No Surprises Act & Billing Disputes
Due to new federal protections relating to surprise medical bills that went into effect in 2022, providers will want to ensure the use of financing products does not interfere with a provider’s ability to comply with the No Surprises Act.
Specifically, uninsured and self-pay patients who are entitled to a good faith estimate must be allowed to initiate mandatory dispute resolution procedures if the actual bill is $400 or more than the provided estimate. All collection procedures must cease during the dispute resolution process. In addition, if the patient is successful, the provider can only charge the patient the amount in the estimate. Providers will want to ensure any third-party products they are promoting are structured to ensure they can comply with their responsibilities under the No Surprises Act.
Additionally, it would be wise for providers to consider how all patients, including those currently not protected by the No Surprises Act, dispute medical bills after financing is received and applied to outstanding balances as well as what, if any, fees or interest should be waived in light of billing errors or disputes.
Incentives & Kickback Issues
The agencies’ inquiry specifically states they are looking at the types of incentives received by health care providers from third parties to promote financing products. Providers should review their relationships to determine what, if any, remuneration they are receiving in connection with the financing product outside of payment of the amount owed to the provider by the patient. To the extent the provider does receive an incentive to promote a product, the provider should discuss the incentive with legal counsel.
Reasonableness of Terms & Communication Strategies
The agencies’ inquiry and subsequent press releases send a message that the Biden Administration is concerned about, and looking to protect consumers from, finance products that increase medical debt and raise the ultimate consumer cost of medical services through high fees and interest rates.
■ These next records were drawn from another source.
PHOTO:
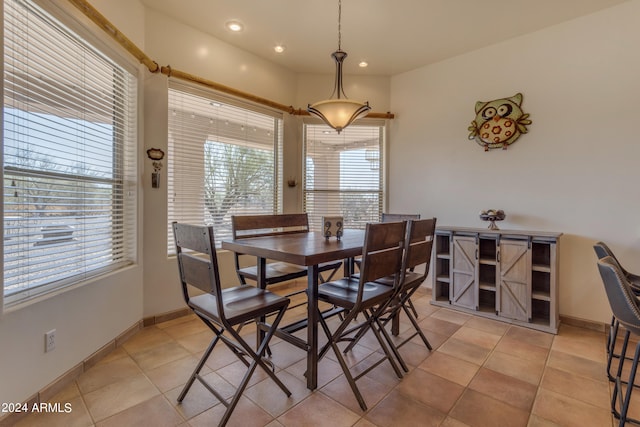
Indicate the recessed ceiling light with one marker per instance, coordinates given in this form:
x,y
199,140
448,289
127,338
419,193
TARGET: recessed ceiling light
x,y
235,26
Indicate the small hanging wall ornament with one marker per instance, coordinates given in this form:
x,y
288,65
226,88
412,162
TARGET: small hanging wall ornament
x,y
156,155
499,123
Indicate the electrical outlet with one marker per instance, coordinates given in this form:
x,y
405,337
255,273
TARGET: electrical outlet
x,y
49,340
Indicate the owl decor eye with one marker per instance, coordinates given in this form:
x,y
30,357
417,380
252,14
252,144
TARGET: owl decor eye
x,y
499,123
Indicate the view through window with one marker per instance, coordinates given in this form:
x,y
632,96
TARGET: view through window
x,y
344,173
223,160
69,170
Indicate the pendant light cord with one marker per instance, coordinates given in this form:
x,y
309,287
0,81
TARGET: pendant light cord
x,y
339,24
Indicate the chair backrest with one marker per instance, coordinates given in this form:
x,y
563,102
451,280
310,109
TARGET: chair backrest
x,y
197,259
389,217
602,251
246,226
418,244
382,251
624,304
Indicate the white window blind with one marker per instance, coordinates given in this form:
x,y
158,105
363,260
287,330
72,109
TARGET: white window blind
x,y
222,160
69,165
344,173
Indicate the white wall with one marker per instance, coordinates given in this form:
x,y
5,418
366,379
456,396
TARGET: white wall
x,y
85,318
574,172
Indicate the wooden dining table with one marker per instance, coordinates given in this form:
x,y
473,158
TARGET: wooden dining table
x,y
309,249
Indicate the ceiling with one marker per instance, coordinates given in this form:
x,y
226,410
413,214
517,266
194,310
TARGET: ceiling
x,y
392,36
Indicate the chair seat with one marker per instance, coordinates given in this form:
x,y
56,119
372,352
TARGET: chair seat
x,y
344,293
241,303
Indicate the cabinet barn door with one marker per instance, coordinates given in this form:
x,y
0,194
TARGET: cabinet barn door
x,y
464,289
514,289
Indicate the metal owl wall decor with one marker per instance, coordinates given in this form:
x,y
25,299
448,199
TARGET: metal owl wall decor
x,y
499,123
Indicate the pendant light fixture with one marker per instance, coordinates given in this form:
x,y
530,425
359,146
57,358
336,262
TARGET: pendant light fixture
x,y
339,112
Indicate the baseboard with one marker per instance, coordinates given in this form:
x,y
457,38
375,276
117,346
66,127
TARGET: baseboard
x,y
170,315
585,324
50,390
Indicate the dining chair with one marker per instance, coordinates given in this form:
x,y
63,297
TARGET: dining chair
x,y
382,256
415,268
626,310
247,226
223,310
602,250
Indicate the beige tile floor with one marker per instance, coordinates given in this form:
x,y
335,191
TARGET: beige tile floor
x,y
480,373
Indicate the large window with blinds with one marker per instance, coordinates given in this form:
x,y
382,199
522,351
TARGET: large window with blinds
x,y
344,173
69,156
223,158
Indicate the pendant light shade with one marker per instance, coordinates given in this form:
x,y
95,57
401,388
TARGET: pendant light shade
x,y
339,112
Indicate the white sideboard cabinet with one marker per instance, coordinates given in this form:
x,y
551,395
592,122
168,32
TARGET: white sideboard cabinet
x,y
507,275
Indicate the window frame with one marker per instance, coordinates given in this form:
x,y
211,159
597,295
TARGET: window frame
x,y
70,21
216,97
315,218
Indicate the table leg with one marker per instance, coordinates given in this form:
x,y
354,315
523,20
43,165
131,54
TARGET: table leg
x,y
312,327
261,278
348,267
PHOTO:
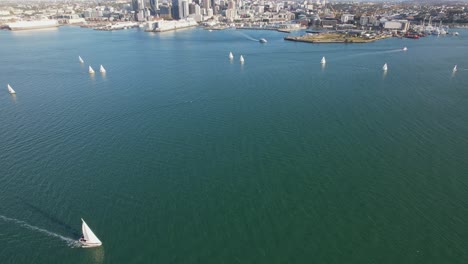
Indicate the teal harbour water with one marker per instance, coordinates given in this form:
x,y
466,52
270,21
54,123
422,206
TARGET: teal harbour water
x,y
179,155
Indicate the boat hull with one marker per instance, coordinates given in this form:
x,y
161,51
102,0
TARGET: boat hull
x,y
89,245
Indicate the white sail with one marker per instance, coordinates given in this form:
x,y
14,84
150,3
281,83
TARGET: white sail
x,y
385,67
10,90
89,239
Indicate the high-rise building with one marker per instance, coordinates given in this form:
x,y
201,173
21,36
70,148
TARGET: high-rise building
x,y
178,9
206,4
213,6
185,9
154,6
139,7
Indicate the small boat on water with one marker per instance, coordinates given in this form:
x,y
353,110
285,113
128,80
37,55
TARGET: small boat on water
x,y
385,67
10,90
88,239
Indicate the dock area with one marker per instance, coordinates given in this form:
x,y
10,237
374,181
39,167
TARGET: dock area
x,y
335,38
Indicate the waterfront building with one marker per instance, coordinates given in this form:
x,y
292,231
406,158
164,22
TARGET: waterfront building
x,y
185,9
345,18
197,10
154,7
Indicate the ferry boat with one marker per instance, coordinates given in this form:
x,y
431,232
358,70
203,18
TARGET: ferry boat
x,y
413,36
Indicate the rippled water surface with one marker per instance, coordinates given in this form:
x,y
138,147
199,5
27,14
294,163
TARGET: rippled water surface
x,y
178,155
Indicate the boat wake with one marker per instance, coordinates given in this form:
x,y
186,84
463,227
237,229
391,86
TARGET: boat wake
x,y
70,242
249,37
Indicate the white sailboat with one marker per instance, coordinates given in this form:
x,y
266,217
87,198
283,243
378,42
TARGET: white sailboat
x,y
10,90
88,239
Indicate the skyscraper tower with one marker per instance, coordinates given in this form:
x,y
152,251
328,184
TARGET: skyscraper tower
x,y
177,9
154,6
To maintain trust and goodwill with patients, as well as reduce the risk associated with their promotion of these products, providers will likely want to choose and recommend products with reasonable terms and avoid surprise or high fees. Providers should also consider whether they received patient complaints regarding the products they are recommending and ensure the third parties they work with are reputable and comply with applicable laws.
The agencies also raised concerns about patients feeling pressured or coerced into signing up for finance products. Providers should review how and when the products are communicated to patients and what, if any, representations the provider is making to patients regarding the products and/or what will happen if the patient decides not to utilize a financing product and cannot pay his/her bill. Providers should consider what, if any, other alternatives are offered to patients as potential payment options, including payment plans before utilizing financing products.
Providers and financing vendors who promote or offer these products to patients should strongly consider commenting in response to the agencies’ inquiry, including providing information on best practices that could be useful to the agencies and help guide future rulemaking.